Sometimes all of this is a bit much for me. If a child never learns to keep her hands quiet, for example, how will she ever learn to do school work or focus? And if we don't to some extent teach our children how to make their way in this so-called neurotypical-dominated life, are we not subjecting them to ridicule and abuse? This isn't to excuse such abuse -- it's just acknowledging the reality that if you, say, let your child make unique noises and body movements whenever she wants to in public, ridicule is going to happen.
But then I read this article called "The Obsessive Joy of Autism." In it the author shares about her sheer joy at doing sudoku puzzles or watching the show Glee. She writes:
I flap a lot when I think about Glee or when I finish a sudoku puzzle. I make funny little sounds. I spin. I rock. I laugh. I am happy. Being autistic, to me, means a lot of different things, but one of the best things is that I can be so happy, so enraptured about things no one else understands and so wrapped up in my own joy that, not only does it not matter that no one else shares it, but it can become contagious.
This is the part about autism I can never explain. This is the part I never want to lose. Without this part autism is not worth having.
Neurotypical people pity autistics. I pity neurotypicals. I pity anyone who cannot feel the way that flapping your hands just so amplifies everything you feel and thrusts it up into the air. I pity anyone who doesn’t understand how beautiful the multiples of seven are, anyone who doesn’t get chills when a shadow falls just so across a solitaire game spread out on the table. I pity anyone who is so restrained by what is considered acceptable happiness that they will never understand when I say that sometimes being autistic in this world means walking through a crowd of silently miserable people and holding your happiness like a secret or a baby, letting it warm you as your mind runs on the familiar tracks of an obsession and lights your way through the day.
As I read I immediately thought of writing this a little over a year ago.
And then I saw my seventh grade self. This was 1987 and I had a new love: Kirk Cameron and the sitcom Growing Pains. Every Tuesday night at 8:30 I would position myself in front of the TV with my tape recorder (our VCR had inconveniently stopped recording around then) and would tape the intro to the show and theme song. During the next 20-something minutes I could not move from the television. I needed to soak in every minute. After I would write a brief synopsis of the episode in my diary and give it a grade as well. Then during the week I would play what I'd recorded while in the privacy of my room. I'd sing the theme song and memorize the script. And when I was doing that, when I heard those opening notes of "Show me that smile again..." I felt such an inexplicable joy. In those moments, indulging my obsession, if you will, I was no longer a nerd with few friends who cried too much and didn't know a thing about fashion or make-up.
When I remembered this, I thought about the traces of autism that rest in many of us.
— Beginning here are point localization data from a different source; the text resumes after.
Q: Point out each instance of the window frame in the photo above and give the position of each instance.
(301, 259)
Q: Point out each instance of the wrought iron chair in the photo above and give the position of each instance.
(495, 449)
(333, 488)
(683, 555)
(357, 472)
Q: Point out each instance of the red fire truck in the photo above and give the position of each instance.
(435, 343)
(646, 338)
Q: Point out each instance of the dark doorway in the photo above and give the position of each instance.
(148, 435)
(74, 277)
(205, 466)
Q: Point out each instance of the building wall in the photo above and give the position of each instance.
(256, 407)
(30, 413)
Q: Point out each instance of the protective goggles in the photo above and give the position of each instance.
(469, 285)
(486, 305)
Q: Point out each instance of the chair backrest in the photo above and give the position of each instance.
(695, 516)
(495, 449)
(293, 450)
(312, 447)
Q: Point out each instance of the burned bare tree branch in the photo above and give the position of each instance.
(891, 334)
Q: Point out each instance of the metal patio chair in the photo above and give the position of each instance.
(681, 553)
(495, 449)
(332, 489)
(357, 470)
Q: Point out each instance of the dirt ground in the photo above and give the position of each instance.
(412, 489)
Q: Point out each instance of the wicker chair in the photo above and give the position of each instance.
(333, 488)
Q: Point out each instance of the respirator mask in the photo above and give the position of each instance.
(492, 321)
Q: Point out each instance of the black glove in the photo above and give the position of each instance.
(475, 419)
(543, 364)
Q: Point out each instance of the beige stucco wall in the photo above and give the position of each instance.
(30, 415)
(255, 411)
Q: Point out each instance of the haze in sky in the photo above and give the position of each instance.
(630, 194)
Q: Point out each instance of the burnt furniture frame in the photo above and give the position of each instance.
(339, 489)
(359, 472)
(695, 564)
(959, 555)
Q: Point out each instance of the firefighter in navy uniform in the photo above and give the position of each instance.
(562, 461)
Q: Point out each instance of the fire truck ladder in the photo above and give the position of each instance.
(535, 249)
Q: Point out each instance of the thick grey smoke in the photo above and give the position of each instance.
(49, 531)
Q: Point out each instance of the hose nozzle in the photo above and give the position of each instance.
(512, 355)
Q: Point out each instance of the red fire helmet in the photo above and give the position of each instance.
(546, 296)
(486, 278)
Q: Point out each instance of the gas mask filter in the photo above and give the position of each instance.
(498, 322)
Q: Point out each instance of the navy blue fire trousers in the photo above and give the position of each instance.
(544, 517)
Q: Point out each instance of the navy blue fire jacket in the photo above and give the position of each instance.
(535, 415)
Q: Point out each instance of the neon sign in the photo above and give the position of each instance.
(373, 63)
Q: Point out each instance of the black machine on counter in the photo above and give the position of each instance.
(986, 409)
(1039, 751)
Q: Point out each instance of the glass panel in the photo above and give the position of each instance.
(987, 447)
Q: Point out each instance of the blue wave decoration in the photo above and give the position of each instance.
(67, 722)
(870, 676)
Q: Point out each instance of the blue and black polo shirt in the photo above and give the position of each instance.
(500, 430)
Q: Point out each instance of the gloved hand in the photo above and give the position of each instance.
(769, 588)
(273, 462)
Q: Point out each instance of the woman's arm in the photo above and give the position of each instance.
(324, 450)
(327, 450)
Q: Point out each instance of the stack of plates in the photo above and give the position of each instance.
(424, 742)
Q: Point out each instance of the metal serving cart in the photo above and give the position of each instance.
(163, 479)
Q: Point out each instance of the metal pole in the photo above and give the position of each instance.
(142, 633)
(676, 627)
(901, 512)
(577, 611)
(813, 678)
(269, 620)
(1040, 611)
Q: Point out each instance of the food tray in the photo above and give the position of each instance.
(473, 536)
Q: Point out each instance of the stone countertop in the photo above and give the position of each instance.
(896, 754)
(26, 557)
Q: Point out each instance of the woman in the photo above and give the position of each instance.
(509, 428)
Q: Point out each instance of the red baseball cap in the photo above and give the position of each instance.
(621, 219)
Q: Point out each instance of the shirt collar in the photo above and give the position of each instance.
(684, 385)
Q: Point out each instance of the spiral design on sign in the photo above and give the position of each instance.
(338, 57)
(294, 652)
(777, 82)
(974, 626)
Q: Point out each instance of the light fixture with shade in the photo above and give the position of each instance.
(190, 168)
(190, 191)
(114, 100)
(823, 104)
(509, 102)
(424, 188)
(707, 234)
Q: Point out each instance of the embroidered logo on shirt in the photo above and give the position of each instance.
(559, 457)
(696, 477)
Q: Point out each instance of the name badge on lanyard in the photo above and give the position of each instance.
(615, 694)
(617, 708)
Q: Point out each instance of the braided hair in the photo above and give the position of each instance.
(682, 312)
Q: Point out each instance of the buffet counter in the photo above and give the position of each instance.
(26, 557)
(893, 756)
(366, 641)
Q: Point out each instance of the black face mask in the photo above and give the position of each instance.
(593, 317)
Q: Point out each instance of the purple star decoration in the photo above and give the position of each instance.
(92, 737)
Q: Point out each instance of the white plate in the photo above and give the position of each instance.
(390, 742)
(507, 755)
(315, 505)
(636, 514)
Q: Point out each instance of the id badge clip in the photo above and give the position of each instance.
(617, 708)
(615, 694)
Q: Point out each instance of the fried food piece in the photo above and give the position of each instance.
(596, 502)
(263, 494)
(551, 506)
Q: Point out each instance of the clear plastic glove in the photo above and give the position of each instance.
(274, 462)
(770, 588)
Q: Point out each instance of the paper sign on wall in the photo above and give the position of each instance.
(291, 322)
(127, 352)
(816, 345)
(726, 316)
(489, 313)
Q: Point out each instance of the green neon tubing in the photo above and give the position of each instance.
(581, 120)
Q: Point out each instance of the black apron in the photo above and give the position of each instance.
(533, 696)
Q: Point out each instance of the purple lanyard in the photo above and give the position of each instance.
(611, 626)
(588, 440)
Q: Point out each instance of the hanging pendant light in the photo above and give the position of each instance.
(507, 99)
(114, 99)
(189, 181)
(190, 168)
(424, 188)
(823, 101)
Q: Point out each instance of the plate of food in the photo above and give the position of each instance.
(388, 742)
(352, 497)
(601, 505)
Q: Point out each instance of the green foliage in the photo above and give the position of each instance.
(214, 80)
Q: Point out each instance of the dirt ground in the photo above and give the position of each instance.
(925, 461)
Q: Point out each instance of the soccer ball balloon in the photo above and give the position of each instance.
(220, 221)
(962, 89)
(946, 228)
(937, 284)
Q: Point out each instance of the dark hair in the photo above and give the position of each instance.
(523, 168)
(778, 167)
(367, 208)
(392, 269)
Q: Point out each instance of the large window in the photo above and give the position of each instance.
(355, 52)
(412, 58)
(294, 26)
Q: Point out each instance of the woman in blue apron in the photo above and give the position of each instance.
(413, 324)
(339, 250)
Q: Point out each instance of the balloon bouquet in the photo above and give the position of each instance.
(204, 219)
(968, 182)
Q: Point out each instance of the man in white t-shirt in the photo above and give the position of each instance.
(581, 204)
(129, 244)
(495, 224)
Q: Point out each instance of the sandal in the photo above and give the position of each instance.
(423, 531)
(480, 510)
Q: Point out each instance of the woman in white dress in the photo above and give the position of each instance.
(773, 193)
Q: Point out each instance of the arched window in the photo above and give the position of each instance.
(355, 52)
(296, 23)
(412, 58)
I thought about the times I've listened to a song over and over because a certain chord in a certain spot made me impossibly happy. I thought of the way many times at parades when I see veterans marching and American flags I feel this sense of both pride and sensitivity and nostalgia that I almost always have tears in my eyes without being able to define why. I thought how the simple aroma of basil can transport me to my grandmother's garden and her weathered hands lifting the leaves to my nose and the moment is nearly palpable, I'm almost living it again, and I'm flooded with something that feels absolutely beautiful.
To acknowledge these feelings, and that they may be just an inkling of what someone with autism feels, just a touch of the way their senses are impacted by the seemingly mundane, helps me see.
Ethan went through a hand-flapping phase, awhile back. I remember being taken aback, worried about him regressing, worried about how he might look. I think if he happened to pick up the habit again I might still have those feelings.
But I might have a little more compassion and understanding as well. "It's not that people with autism don't feel anything," someone once said to me. "It's that they feel too much."
More people need to know this. And maybe, in some small way, more people need to be just a little bit more autistic. If they were, maybe life would seem a little more beautiful and not quite as mundane.
4 comments:
I needed to read this. Like you, I've wondered where on the spectrum I am when I obsess over the lyrics to a song and play it over and over and over and over again just to hear them. I once taught a child with undiagnosed Asp. in the first grade. It was the hardest and yet most rewarding year I've taught. We have so much to learn. I can't wait to continue reading your blog!
Thanks for checking it out! It's true that most of us are at least a little "spectrum-y" at times. There are so many kids out there undiagnosed or misdiagnosed and I can't imagine the challenge it presents to teachers!
deb,
yes. we have so much to learn from them.
wonder if you saw this post? http://www.stuartduncan.name/autism/your-hands-tell-me-when-youre-happy/
Thanks for sharing that, Jeneil...I have checked out that blog a few times in the past but hadn't read that particular post. Beautiful!